LeetCode Total Hamming Distance

Description

The Hamming distance between two integers is the number of positions at which the corresponding bits are different.

Now your job is to find the total Hamming distance between all pairs of the given numbers.

Example:

Input: 4, 14, 2

Output: 6

Explanation: In binary representation, the 4 is 0100, 14 is 1110, and 2 is 0010 (just showing the four bits relevant in this case).
So the answer will be: HammingDistance(4, 14) + HammingDistance(4, 2) + HammingDistance(14, 2) = 2 + 2 + 2 = 6.

Note:

1. Elements of the given array are in the range of 0 to 10^9
2. Length of the array will not exceed 10^4.

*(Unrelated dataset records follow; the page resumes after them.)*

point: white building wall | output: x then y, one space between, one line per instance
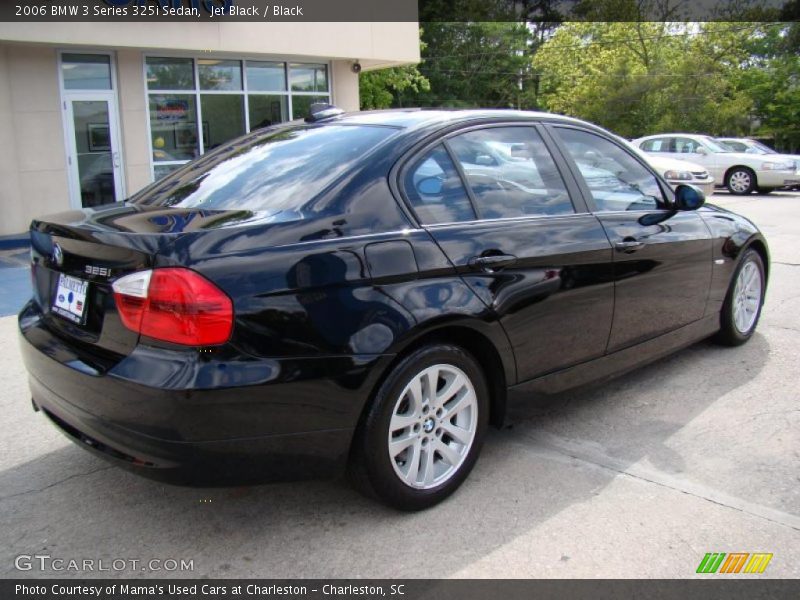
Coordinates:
33 168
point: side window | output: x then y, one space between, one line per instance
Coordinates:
435 189
736 146
686 145
616 180
511 173
656 145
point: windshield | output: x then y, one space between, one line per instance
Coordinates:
714 146
268 171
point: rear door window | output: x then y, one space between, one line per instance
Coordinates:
435 189
657 145
510 173
616 180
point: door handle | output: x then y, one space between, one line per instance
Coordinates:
629 245
492 262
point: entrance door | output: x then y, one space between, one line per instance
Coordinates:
94 157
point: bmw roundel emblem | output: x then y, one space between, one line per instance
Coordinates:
58 255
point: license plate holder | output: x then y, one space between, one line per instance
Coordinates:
69 301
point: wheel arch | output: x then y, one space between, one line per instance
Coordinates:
475 339
759 246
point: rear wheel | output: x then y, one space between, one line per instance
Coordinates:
742 307
424 429
740 181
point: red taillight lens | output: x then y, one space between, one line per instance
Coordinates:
175 305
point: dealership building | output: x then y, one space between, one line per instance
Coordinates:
92 112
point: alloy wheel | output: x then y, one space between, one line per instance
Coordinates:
747 297
740 181
433 426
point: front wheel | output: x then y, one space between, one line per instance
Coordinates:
424 429
742 307
740 181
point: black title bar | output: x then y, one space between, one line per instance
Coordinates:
711 588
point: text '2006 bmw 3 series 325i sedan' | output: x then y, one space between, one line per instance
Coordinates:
363 292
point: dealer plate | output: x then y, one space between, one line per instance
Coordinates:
70 298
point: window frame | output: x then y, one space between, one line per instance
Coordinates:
243 93
400 170
666 190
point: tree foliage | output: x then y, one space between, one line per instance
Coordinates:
648 77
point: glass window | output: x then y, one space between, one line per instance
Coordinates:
266 76
733 145
309 78
301 105
161 171
222 75
436 191
223 118
511 173
616 180
86 71
686 146
266 110
712 144
173 127
170 74
276 173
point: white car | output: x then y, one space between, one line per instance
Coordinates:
741 173
749 146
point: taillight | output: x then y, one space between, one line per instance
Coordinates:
175 305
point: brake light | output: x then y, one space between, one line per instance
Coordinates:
175 305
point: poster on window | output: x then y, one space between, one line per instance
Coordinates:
171 109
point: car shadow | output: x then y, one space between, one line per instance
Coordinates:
70 504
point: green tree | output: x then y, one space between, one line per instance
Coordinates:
480 64
637 78
771 77
384 88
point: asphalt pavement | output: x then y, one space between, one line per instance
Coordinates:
640 477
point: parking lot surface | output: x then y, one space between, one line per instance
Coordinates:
639 477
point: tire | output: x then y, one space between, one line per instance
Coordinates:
384 472
740 181
736 331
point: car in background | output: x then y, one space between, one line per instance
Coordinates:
740 172
365 291
750 146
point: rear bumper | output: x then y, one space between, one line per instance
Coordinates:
294 421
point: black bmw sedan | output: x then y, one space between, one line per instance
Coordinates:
365 292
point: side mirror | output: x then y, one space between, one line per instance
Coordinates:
430 186
689 197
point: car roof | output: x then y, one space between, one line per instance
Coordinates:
676 134
412 118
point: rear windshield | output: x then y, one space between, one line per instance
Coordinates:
270 172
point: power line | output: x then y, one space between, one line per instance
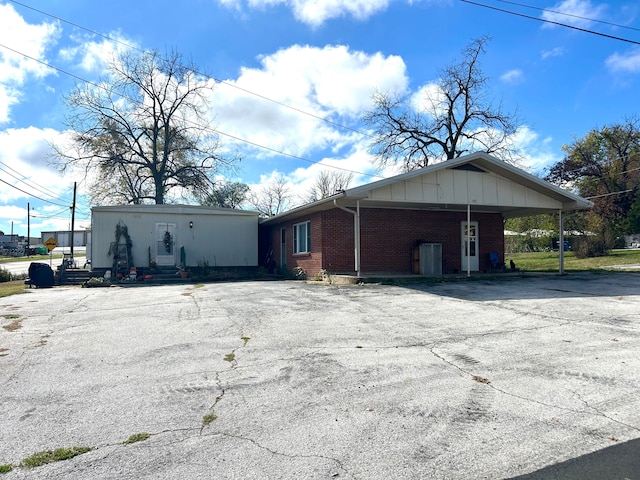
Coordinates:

The original problem is here.

My Solution

I solve this problem in C++, as below:

class Solution {
public:
    int totalHammingDistance(vector<int>& nums) {
        int res = 0;
        while (isContainNonZero(nums)) {
            int count1bit=0, count0bit=0;
            for (int i = 0; i < nums.size(); i++) {
                if(nums[i] & 1)
                    count1bit++;
                else
                    count0bit++;
                
                nums[i] >>= 1;
            }
            res += count1bit * count0bit;
        }
        return res;
    }
    
    int isContainNonZero(vector<int>& nums) {
        for (int i = 0; i < nums.size(); i++){
            if (nums[i] > 0) {
                return true;
            }
        }
        return false;
    }
};

Note

如果直接两两计算汉明距离，最后求和，结果会超时。
解决方法是从低位到高位依次统计所有数的1和0的个数，每位的汉明距离就是1和0个数的乘积。
最后把每位的汉明距离相加即可得到最终结果。